Sunday, January 12, 2014

The Importance of Archives and Artifacts: A Dystopian View

"There are people who call themselves Archivists," Ky says. "Back when the Hundred Committee made their selections, the Archivists knew the works that didn't get selected would become a commodity. So they saved some of them. The Archivists have illegal ports, ones they've built themselves, for storing things. They saved the Thomas poem I bought you." - Matched by Allie Condie

Matched is a Dystopian young adult novel. The false Utopia it examines compares to the worlds we find in Aldous Huxley's Brave New World and Lois Lowry's The Giver. To me, what makes this novel special is the attention that it gives to artifacts and archivists, recognizing the value of items of cultural heritage. How attached are we to our personal items? What does it mean to have them?
(Please be aware that this post contains some spoilers, but I don't think what I give away is not predictable.)

"The Society" -- the higher-ups in the fictional world of Oria -- have saved 100 bits of approved information. "They created commissions to choose the hundred best of everything- Hundred Songs, Hundred Paintings, Hundred Stories, Hundred Poems." The Society controls what people eat, where they live, who they marry (i.e. the title Matched), what they do, what they remember, when they die and what happens to their bodies after they die. But the growing dissatisfaction of the main character hinges heavily on the objects and information that she is allowed and disallowed to possess.

Cassia, our heroine, first realized that not all is right with the world on the day her grandfather is scheduled for death. He asks her to bring him one of the two artifacts that she owns. It is a compact that belonged to her grandmother. He shows her a poem that is hidden within the back. It is a small piece of paper of a type that Cassia has never seen. The author spends a lot of time discussing the details of the artifacts. People in this society are exposed to very little, so anything out of the ordinary makes a big impact.

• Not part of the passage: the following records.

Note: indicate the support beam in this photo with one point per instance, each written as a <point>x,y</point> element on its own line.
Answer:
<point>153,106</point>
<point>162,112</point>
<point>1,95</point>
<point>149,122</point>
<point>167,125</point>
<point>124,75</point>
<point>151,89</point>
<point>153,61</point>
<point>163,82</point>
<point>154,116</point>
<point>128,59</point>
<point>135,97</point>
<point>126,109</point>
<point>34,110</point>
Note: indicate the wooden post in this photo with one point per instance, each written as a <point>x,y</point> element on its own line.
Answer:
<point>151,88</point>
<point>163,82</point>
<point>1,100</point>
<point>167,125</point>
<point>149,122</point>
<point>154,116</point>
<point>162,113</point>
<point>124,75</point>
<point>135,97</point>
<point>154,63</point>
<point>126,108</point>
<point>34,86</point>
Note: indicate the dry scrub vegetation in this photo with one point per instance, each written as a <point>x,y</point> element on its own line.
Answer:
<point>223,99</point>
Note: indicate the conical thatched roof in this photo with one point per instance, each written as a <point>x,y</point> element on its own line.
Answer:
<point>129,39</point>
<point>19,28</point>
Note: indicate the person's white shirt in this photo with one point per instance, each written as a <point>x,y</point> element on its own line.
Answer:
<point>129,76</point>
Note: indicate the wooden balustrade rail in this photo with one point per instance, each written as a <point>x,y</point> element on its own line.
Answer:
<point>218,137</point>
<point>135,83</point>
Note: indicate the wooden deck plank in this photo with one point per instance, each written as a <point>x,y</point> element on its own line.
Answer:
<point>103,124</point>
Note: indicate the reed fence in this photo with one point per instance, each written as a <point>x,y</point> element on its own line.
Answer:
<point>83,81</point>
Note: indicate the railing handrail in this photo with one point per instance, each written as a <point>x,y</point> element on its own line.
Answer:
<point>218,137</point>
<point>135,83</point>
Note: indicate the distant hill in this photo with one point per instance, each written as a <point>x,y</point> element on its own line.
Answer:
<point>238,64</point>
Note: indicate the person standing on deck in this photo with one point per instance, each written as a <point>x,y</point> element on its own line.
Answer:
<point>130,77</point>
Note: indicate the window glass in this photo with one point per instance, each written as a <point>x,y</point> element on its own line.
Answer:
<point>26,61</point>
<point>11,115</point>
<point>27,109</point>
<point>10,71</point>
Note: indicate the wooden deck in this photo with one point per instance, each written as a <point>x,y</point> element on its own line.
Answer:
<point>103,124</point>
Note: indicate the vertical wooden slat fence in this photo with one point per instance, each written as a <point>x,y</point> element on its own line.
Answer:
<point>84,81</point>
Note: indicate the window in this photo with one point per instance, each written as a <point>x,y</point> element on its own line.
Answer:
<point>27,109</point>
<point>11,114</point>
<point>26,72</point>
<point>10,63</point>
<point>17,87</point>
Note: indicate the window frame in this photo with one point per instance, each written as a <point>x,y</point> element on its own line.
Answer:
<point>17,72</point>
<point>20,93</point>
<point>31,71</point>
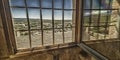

The small piece of paper has the poem by Dylan Thomas with the line, "Do not go gentle into that good night." This unapproved poem smuggled by her elders soon becomes Cassia's motto as her view of society, not unexpectedly, begins to unravel.

Citizens must register artifacts passed down through family and they apparently can only have one, but this is not totally clear. Artifacts of this type in the book include a watch and a compass. There are also society approved artifacts including Silver and gold boxes that hold small, pre-determined and approved mementos accumulated during lives. Gold boxes are for girls and silver for boys. A main inanimate "character" in the story is a swatch of fabric set in glass. This item is given to female citizens by the society after "Match Day. The girls borrow dresses for the day they meet their match and then receive the artifact to remember the event. (Presumably there are conservators who spend their days setting these items into the glass.)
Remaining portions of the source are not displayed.